Like many comedians, the late Sam Kinison, involved in a car accident with a drunk driver outside of Las Vegas and killed many years ago, performed many bits having to do with relationships gone wrong.

    Like many comedians, the late Sam Kinison, involved in a car accident with a drunk driver outside of Las Vegas and killed many years ago, performed many bits having to do with relationships gone wrong.

    In one, he's cheated on his girlfriend and in the aftermath is trying to break up with her. Between sobs, she begs him to reconsider. Later, after agreeing to stay in the relationship, as Kinison is about to board a plane at an airport, he's busted with a loaded gun in one of his bags, which was planted there by his girlfriend he mistakenly thought was so heartbroken.

    Looking back, Kinison says on stage, he realizes he must not have heard everything between his girlfriend’s tears as she tried to convince him to stay with her.

    "Don't go! Don't go!" he says, mimicking her voice, and then, much, much quieter: "Because I haven't gotten you back yet."

    I thought of Kinison's bit the other day, when I received our notice for "proposed taxes in 2018" we'll be paying for our house in Crookston. The notice arrived in the mail days after the Crookston City Council, along with City Administrator Shannon Stassen and City Finance Director Angel Weasner, discussed the City's budget and property tax levy for 2018. Even if the final budget and levy approved in December contains an 8 percent levy increase, Stassen and Weasner stressed, the City share of property taxes paid by homeowners in 2018 would actually go down, thanks to an increased tax capacity and tax base, calculated by the good folks at the Polk County Assessor's Office.

    That was hard to fathom, but the budget charts and graphs provided to me put it all right there in writing. Neat-o, I thought.

    Then the 2018 property tax notice arrived, and the City share of our property taxes in 2018 will be increasing by around $57. I literally did one of those cartoonish, eye-popping, rapid head-shaking double-takes, all that was missing was the accompanying sound effects.

    I brought this development to Weasner's attention, and, being the expert she is, she knew what had transpired: The market value of our home from 2017 to 2018 was set to increase by around $16,000, which turned our would-be tax decrease into an increase.

    Considering only a few days prior I'd written a story in the Times with a rather large headline about everyone's City share of their 2018 property taxes set to decline, I felt a lil’ queasy. I mentioned to Weasner that it might have been nice if someone had mentioned that homeowners whose market values jump in 2018 would, in fact, be faced with a City property tax hike.

    That's when I thought of Kinison, and jokingly wondered to myself if maybe I simply hadn't heard something quietly whispered in the city hall conference room that night.

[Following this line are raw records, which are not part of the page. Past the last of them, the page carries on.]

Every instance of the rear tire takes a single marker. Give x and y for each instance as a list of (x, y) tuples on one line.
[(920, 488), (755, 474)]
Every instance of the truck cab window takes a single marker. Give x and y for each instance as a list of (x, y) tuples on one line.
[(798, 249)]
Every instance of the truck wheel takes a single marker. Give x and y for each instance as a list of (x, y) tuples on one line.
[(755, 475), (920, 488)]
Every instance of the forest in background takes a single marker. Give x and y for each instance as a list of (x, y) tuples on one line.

    "Even with an 8 percent levy increase, the City share of property taxes in 2018 will go down." And then, much, much quieter: "Unless your home's market value increases."

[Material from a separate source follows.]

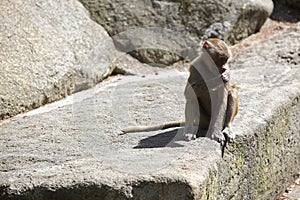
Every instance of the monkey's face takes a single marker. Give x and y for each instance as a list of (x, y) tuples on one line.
[(217, 50)]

    I'm no expert on this stuff, but I'm no dope, either. I get that market value doesn't translate exactly to the actual value of our home. It's the value of our home given the current housing market situation in Crookston; it sort of correlates in the eyes of the wizards behind the curtain who are charged with pulling these rabbits out of hats to the price we might put on our house if we tried to sell it.

    Market values for homes everywhere plummeted and financial markets crashed after the artificially created housing bubble burst a decade ago, costing countless people countless dollars and essentially ruining lives and retirements from sea to shining sea. Since that calamity and subsequent "recovery," market values for homes like mine and yours have been on a slow, steady rise each year, even if the only thing that changes each year is our homes are another year older.

    Our home was built in 1955. We made zero improvements to it in 2017, or in 2016. In 2015, my wife had some time off from work and ambitiously targeted the basement bathroom for remodeling. Her efforts, while some facets were slightly amateurish, are to this day universally commended by our family. But that's it. No appraiser has set foot in our home for many years. We could have filled our basement to the ceiling with concrete, and who would know?

    I asked a realtor friend the other day about calculating home market values, and she did her best to explain how it works. I followed up with a question about how a market value increase triggers a property tax increase, and she stared blankly at me for so long I had to clap my hands in front of her face to see if she was still with me.

    All of that said, I’m still OK with an 8 percent City tax levy increase in 2018. When it comes to our City staff managing the finances, they have a solid track record and deserve our confidence.